Science's Confusion concerning the Origin of Life

By Averick, Moshe | USA TODAY, March 2017 | Go to article overview

Science's Confusion concerning the Origin of Life


Averick, Moshe, USA TODAY


ALTHOUGH the general public disconcertingly is unaware, the simple scientific fact is that scientists do not have even the slightest clue how life could have begun through an unguided, natural process absent the intervention of a conscious creative force.

Here are just a few statements on the origin of life:

* James Tour, professor of chemistry at Rice University, 2016: "[There is] collective cluelessness. ... Those who say this is well worked out, they know nothing, nothing about chemical synthesis.... Those who think that scientists understand the details of life's origin are wholly uninformed. Nobody understands. ... When will the scientific community confess to the world that they are clueless on life's origin, that the emperor has no clothes?"

* Eugene Koonin, microbiologist, 2011: "The origin of life field is a failure."

* Lee Hartwell, Nobel Prize winner in Medicine, 2011: "With respect to the origin of life, I find the more we learn about cells the more complex they seem; they are just incredibly complex things, and to go from what we can see today and try to reason where it came from, I think is really impossible."
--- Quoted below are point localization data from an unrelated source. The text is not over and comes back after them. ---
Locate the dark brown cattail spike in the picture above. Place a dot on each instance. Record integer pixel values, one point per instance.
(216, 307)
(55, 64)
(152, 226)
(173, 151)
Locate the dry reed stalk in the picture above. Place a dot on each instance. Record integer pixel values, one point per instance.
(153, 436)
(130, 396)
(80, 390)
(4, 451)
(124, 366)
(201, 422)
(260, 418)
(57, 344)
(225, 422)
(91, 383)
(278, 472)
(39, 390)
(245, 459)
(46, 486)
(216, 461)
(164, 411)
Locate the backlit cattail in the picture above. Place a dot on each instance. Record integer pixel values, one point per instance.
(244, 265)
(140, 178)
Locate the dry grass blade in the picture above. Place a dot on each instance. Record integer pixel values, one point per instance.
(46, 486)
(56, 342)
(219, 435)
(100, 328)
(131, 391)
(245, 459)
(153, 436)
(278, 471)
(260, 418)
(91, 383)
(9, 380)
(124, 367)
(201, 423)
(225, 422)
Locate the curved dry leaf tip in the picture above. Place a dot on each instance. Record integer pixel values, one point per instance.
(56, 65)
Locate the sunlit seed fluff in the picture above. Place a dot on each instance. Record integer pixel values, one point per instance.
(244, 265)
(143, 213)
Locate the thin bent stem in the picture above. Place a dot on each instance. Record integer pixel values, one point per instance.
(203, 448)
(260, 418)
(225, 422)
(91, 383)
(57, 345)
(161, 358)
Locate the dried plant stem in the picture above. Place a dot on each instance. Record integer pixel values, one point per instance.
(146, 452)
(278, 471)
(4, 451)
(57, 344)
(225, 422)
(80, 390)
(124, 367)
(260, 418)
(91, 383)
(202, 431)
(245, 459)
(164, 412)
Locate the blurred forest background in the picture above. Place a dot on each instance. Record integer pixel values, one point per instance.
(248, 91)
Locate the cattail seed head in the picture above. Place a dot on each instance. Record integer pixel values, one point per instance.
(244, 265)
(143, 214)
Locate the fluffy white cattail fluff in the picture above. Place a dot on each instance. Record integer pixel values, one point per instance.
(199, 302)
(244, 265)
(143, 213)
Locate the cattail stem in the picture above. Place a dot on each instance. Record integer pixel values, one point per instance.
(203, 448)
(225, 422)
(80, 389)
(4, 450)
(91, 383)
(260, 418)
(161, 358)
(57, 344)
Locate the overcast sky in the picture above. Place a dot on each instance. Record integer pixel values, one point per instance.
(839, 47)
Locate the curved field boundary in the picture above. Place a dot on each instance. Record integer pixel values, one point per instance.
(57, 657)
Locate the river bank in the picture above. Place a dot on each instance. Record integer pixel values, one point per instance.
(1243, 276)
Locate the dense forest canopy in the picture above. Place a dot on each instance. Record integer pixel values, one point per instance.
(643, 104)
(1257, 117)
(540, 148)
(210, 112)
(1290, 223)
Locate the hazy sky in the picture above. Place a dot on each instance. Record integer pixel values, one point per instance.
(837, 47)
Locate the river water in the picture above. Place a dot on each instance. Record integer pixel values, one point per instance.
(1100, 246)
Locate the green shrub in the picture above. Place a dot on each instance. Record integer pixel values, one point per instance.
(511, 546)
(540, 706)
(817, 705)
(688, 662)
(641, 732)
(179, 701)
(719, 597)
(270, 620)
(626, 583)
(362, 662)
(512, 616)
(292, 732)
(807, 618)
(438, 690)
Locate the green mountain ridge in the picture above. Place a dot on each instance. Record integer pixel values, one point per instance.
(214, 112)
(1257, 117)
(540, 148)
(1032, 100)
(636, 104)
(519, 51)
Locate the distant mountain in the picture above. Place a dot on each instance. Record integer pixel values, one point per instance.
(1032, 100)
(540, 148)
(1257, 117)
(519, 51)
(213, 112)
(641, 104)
* Paul Davies, theoretical physicist at Arizona State University, 2010: "How [did life begin]? We haven't a clue."

* Franklin Harold, molecular biologist, at Colorado State University, 2001: "The origin of life appears to me as incomprehensible as ever, a matter for wonder but not for explication."

* Hubert Yockey, physicist and renowned information theorist, 1981: "Since science does not have the faintest idea how life on Earth originated ... it would only be honest to confess this to other scientists, to grantors, and to the public at large."

Suffice it to say that not only has science not progressed in this area since Charles Darwin published his famous 1859 treatise, "On the Origin of Species," but, on the contrary, it has slid backwards by many orders of magnitude.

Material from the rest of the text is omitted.